--- "Adam C. Lipscomb" <[EMAIL PROTECTED]> wrote:
> Yelling "Fire" in a theatre doesn't directly harm
> anyone, either, but the
> resulting panic can.
>
> I'd hardly say that anyone is being "oppressed"
> when, for the few hours
> they're at the airport or riding in a plane, they
> can't talk about blowing
> things up. It's the responsibility of security
> guards and police to take
> stuff like that seriously, so if someone in a line
> at the airport says
> something like, "I'm gonna blow this place up" or
> even something that could
> reasonably be interpreted to mean that, it should be
> checked out. It's one
> of those situations where everyone accepts a small,
> temporary restriction of
> their rights in order to allow more effective
> protection of the lives and
> safety of themselves and everyone around them. To
> touch back to another
> thread, it's a cost/benefit analysis that everyone
> performs. If you don't
> like not being able to say "Bomb" in a crowded
> airport, don't travel by
> plane. There are still trains, buses, bicycles and
> cars.
>
>
I would say that it is oppression, on the generous
American scale. Certainly nothing on par with what
Chinese citizens endure, of course. And I do know
that it makes the jobs of security people easier, of
course I considered that.

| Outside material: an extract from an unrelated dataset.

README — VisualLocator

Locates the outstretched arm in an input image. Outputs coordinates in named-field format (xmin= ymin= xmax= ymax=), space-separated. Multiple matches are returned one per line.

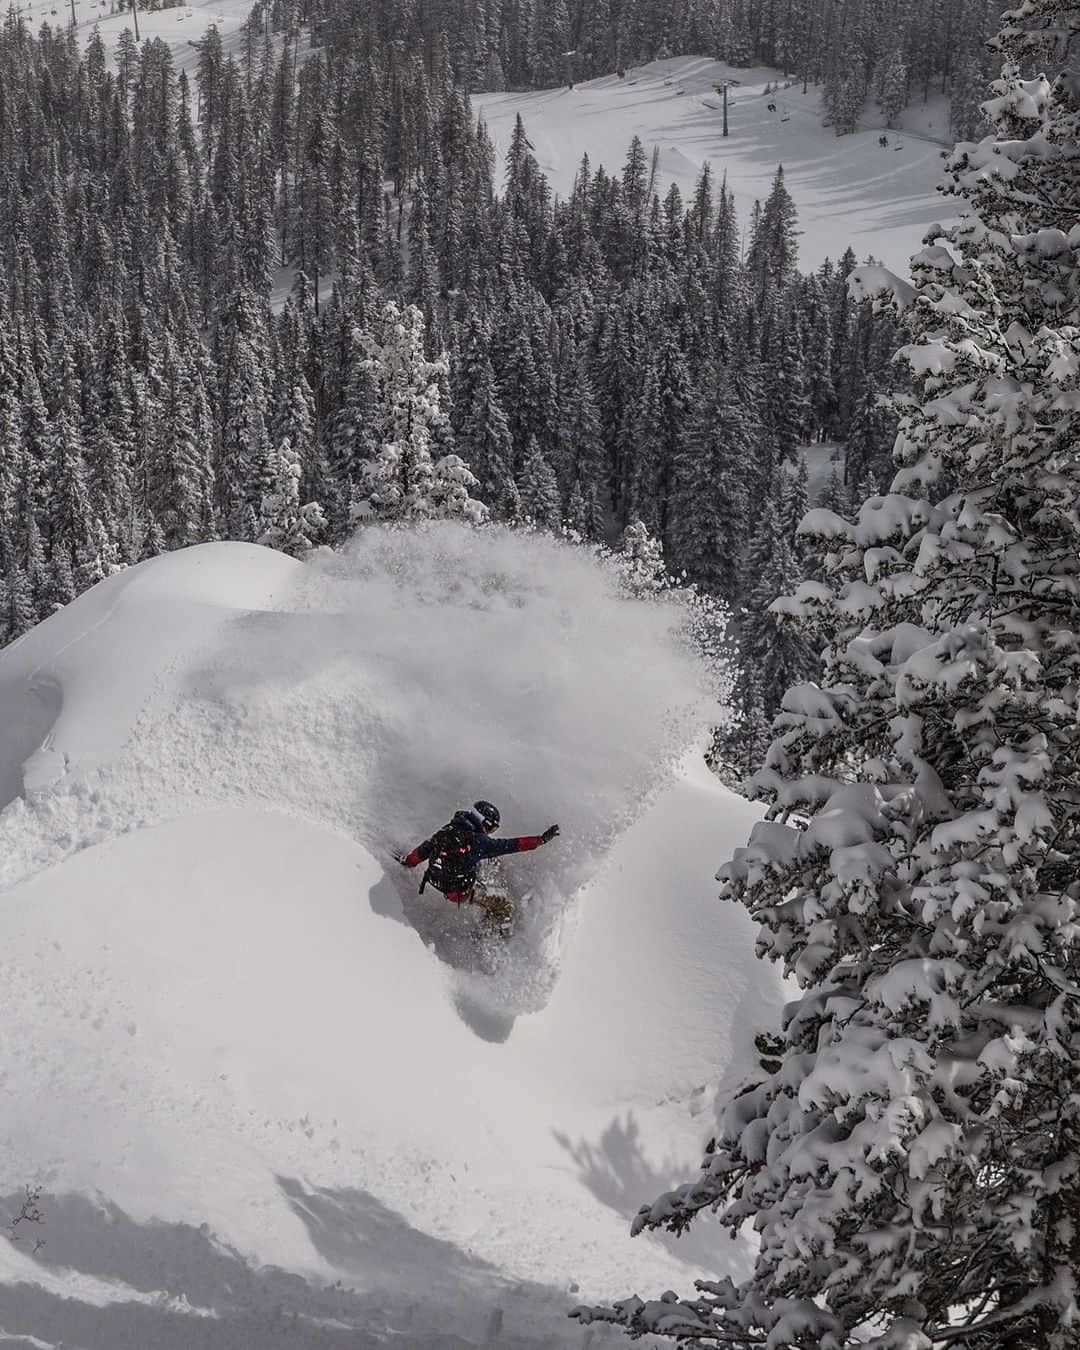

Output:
xmin=477 ymin=825 xmax=559 ymax=859
xmin=398 ymin=838 xmax=434 ymax=868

But as i've said before,
the job of the police force in a free society is
*supposed* to be difficult. Do you deny that the
above encroaches on our 1st and 4th amendment rights?
I'm not going to accept "well, just don't fly" as an
answer- though i do detest flying commercially. What
we're discussing here is the top edge of the slippery
slope, something that non-Americans seem to pooh-pooh
too easily. And some Americans too, it appears.